Isle of Scapa 14 Year Old (Orkney Isles) (750 Ml @ 40%ABV Distillery Bottling)

  • Colour - Medium gold to light amber in colour

  • Body - Tears are average size for an 80 proof bottling, legs form slowly and run down the glass (not looking too bad as Scapa is one of the lightest tasting Island whiskeys I've had from Scotland)

  • Nose  - Nose has floral vanilla (inclined to believe this is bourbon casked), and coffee notes mixed with gentle smoke and peat. Very gentle smoke. Furniture polish (still a good thing), and sweet apple blossoms. Floral notes and perfume mix with a heavy undercurrent of malty sweetness.

  • Palate - Sweetness blooms quickly with barley sugar taking the lead, smoke and oak take a second seat to the bloom of flavors; there is a lot going on in the glass.  The sweetness dies down and the malt comes through being held up by subtle wood smoke/peat.

  • Finish - Finish is medium and sweet; sweet notes permeate with nuts and cereals notes present.

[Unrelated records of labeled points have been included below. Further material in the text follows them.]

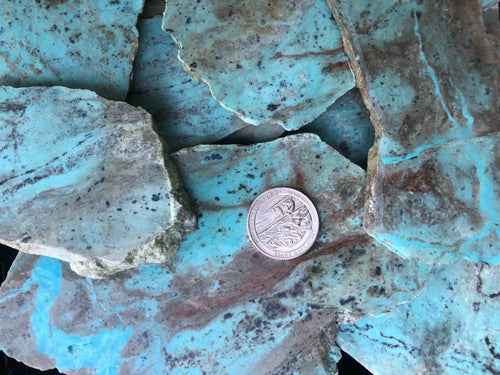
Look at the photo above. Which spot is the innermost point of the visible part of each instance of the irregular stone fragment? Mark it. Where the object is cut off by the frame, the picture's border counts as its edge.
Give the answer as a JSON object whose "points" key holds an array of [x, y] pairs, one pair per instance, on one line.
{"points": [[84, 179], [254, 134], [274, 61], [184, 112], [217, 306], [346, 127], [80, 44], [429, 76], [451, 327]]}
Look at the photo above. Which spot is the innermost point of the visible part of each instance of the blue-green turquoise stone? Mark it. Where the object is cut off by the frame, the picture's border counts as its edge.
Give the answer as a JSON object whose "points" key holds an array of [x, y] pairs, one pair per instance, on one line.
{"points": [[429, 75], [218, 306], [85, 44], [452, 327], [279, 62], [184, 112]]}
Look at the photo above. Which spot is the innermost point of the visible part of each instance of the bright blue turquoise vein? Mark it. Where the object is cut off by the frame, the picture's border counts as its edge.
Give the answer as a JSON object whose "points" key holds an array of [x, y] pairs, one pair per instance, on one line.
{"points": [[432, 74], [71, 352]]}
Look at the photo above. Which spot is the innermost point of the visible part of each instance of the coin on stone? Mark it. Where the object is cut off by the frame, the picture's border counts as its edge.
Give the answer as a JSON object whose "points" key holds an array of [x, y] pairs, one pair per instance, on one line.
{"points": [[282, 223]]}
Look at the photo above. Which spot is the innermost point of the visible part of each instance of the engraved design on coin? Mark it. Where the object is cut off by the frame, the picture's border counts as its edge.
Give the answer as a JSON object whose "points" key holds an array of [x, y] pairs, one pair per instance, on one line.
{"points": [[282, 223]]}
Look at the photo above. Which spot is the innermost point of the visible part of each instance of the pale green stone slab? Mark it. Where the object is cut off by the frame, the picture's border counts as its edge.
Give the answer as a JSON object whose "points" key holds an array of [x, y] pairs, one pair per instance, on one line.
{"points": [[184, 112]]}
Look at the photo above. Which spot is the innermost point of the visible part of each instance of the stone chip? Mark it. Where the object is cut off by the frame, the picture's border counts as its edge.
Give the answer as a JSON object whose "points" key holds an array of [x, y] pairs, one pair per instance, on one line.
{"points": [[84, 179], [85, 44]]}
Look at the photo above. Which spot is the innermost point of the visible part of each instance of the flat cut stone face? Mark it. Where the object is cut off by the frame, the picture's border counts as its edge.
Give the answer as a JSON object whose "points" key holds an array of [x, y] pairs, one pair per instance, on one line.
{"points": [[275, 62], [429, 76], [218, 305], [184, 112], [84, 179], [86, 44], [451, 327]]}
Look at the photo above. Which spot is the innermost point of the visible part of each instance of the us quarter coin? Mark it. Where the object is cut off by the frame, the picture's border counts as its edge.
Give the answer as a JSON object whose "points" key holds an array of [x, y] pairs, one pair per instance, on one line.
{"points": [[282, 223]]}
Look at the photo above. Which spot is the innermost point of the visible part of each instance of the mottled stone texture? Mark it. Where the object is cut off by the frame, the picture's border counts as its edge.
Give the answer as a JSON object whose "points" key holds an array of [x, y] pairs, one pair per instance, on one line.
{"points": [[346, 127], [429, 75], [452, 327], [84, 179], [275, 61], [184, 112], [87, 44], [217, 306]]}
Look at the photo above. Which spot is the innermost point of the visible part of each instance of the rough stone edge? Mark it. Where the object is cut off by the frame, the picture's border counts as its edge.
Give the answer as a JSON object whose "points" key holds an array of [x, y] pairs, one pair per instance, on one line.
{"points": [[375, 168], [245, 119]]}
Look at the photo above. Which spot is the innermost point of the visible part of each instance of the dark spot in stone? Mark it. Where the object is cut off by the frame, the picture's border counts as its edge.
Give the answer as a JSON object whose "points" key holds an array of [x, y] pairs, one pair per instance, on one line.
{"points": [[375, 291], [377, 271], [475, 306], [273, 309]]}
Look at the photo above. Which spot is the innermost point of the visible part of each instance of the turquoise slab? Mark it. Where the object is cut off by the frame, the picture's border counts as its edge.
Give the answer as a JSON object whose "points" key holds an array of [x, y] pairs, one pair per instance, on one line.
{"points": [[277, 61], [85, 180], [184, 112], [87, 44], [429, 75], [452, 327], [218, 306], [346, 127]]}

Smoke (very gentle) carries the finish with a gentle end. Gentle wood smoke notes almost amplify the finish to a higher level.

  • Empty Glass - Empty glass shows the vanilla notes (most likely bourbon casked) and oak smoke. Almost a butter note (like sweet cream) and slight hint of caramel.

Click here for a the picture to the left for a peek behind the bar, and to the right for a view of the what was missed in the first picture.

So two fantastic malts in a fantastic location.  I chose these two simply because they are not readily available at the LCBO and I myself have never tried either.  I would love a bottle of Glen Garioch myself now, but the Scapa I can take or leave.  There is a Scapa 16 year old from the LCBO that is available if you're interested (but trust me; it's not nearly as good as the 14...).  I would also like to apologize for the semi-lousy pictures; seems this is pretty good for a BlackBerry.